Gympie agents fear rental reform will hurt market
RENTAL agencies fear the State Governments proposed reforms will turn the screws on an already tight market.
Century 21 Platinum development manager Rachael Harratt said the controversial changes “have good bones”, but need refining to keep investors from bailing out of the rental market.
Gympie’s residential vacancy rate last month was 0.9 per cent according to data from investment researchers SQM.
The national rate was 2.1 per cent.
A State Government press release on the reforms said the proposed changes will stop owner from terminating leases “without a valid reason”, require owners to give “reasonable grounds” to refuse a tenant’s request to keep a pet, and enforce minimum housing standards.
But Ms Harratt said the reforms remove “a landlord’s basic rights to have control” and was creating too many “grey areas” in the industry.
“Owners won’t have a say,” she said.
Taking away their right to refuse pets ran a close second in the concern stakes.

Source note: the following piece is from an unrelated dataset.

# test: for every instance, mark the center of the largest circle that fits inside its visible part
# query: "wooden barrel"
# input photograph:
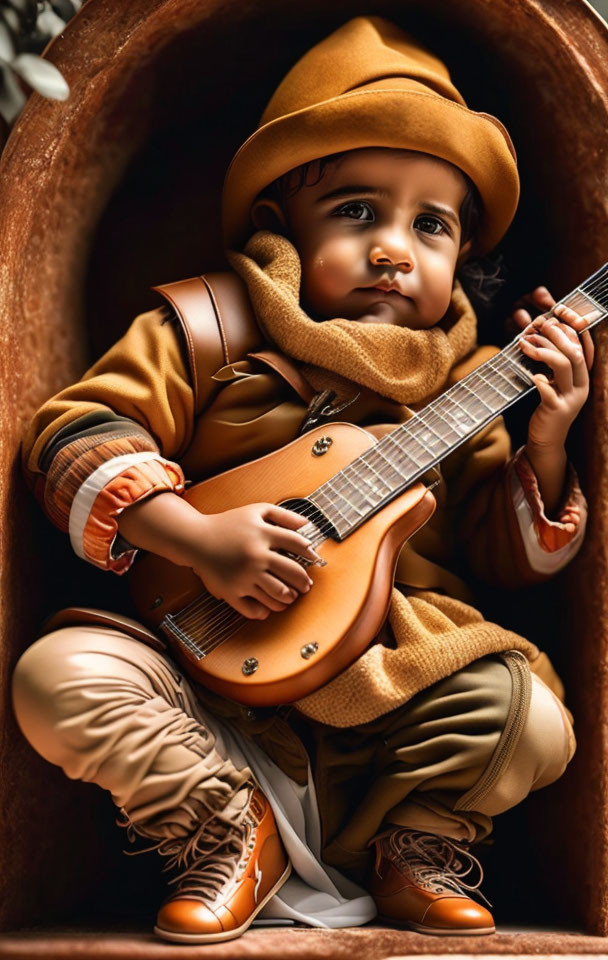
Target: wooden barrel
(118, 188)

Requiring an owner to have grounds to refuse a pet, and seek a Queensland Civil and Administrative Tribunal order to exclude them posed another issue.
MORE GYMPIE NEWS
“We’re all adults in this market,” Ms Harratt said.
“I don’t believe telling rental owners they can’t refuse is the right way.
“We don’t want the reforms to drive investors to selling.”
Gympie Regional Realty property manager Jason Margetts agreed.
“If everything the that’s proposed is put in place, we’d see a lot of people put their properties on the market,” he said.
This would back up a waiting list which was already producing more than 100 inquiries at his agency every week.
“If you remove about 30 per cent of the market, that’s a lot of investors,” he said.
Mr Margetts said he could see where the State’s changes “were coming from” and proposals like the new safety guidelines were coming from but “landlords are losing a fair bit on control.
“It does leave the landlords behind.”
Real Estate Institute of Queensland chief executive Antonia Mercorella said the group was “overwhelmed” by the response they received to the proposed reforms.
If adopted, they will strip supply and push rental prices up.
“Landlords, property managers and even tenants have expressed their outrage at the lack of balance and the lack of fairness,” she said.
“Our concern is these rental reforms will destroy the rental market in Queensland.
“The REIQ has said from the very outset we do support a review, that we agree that we need more modernised rental laws, but this is not the answer.
“What these reforms do is completely erode landlord rights and in the end they will spell disaster.”